Us Luxury Real Estate market
Yesterday's chronicled the plight of high-end housing markets, as formerly wealthy homeowners are falling behind on their mortgages at an astounding rate. Defaults and foreclosures are increasing in the Jumbo Prime mortgage space - big loans made to borrowers who were supposed to be good credits - at a faster clip than in any other segment of the market. This is causing distressed or otherwise forced sales, resulting in the type of Price Discovery that can send vulnerable markets reeling.
Meanwhile, cheaper markets have, by and large, experienced the worst of this vicious whoosh down and are now groping for a bottom. Some of these distressed areas - the fortunate few that were allowed to experience a legitimate correction before government-sponsored foreclosure moratorium set a true stabilization back months, if not years - have laid the groundwork for a long, arduous recovery.

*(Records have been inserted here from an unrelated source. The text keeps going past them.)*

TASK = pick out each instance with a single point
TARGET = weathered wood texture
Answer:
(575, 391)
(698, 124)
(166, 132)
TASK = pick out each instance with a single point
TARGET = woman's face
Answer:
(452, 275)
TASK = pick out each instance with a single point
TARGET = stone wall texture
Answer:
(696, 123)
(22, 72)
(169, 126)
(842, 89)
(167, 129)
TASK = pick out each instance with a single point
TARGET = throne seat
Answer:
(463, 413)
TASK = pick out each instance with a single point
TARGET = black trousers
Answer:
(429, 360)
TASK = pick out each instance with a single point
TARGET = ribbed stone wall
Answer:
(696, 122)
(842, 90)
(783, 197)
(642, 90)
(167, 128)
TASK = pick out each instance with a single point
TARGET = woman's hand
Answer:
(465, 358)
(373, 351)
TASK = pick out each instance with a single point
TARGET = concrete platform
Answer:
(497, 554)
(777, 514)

Others, prevented from finding a bottom on their own, will be suffering from a years-long slow bleed of inventory, crushing the hopes of local real estate investors and first-time buyers and sending capital elsewhere.
As Wells Fargo (WFC), Bank of America (BAC), Citigroup (C), and JPMorgan (JPM) - the biggest holders of property in the country - continue to bow to White House demands to keep housing inventory off the market, a legitimate sustainable recovery in housing will remain elusive. This matters little for high-end markets, however, as prices are screaming downward whether the government likes it or not.
What few media outlets are covering is how the upwards spreading of the housing infection will affect widely reported home-price data, and thus the psyche of the American home buyer. This is a subject I mentioned back in April, but now that the trend is becoming reality - as the Case Shiller Home Price Index registered its first monthly increase since 2006 - it warrants revisiting.
As defaults and foreclosures bleed into the high end of the market, buyers gain the upper hand in price negotiations as sellers become desperate. These forced sales will turn illiquid markets liquid as buyers that have been locked out of these expensive markets begin to scour the landscape for opportunities. As sale volumes pick up, so too will the average price of the homes eventually sold, since this will shift the distribution of transactions included in the broad averages towards more expensive homes.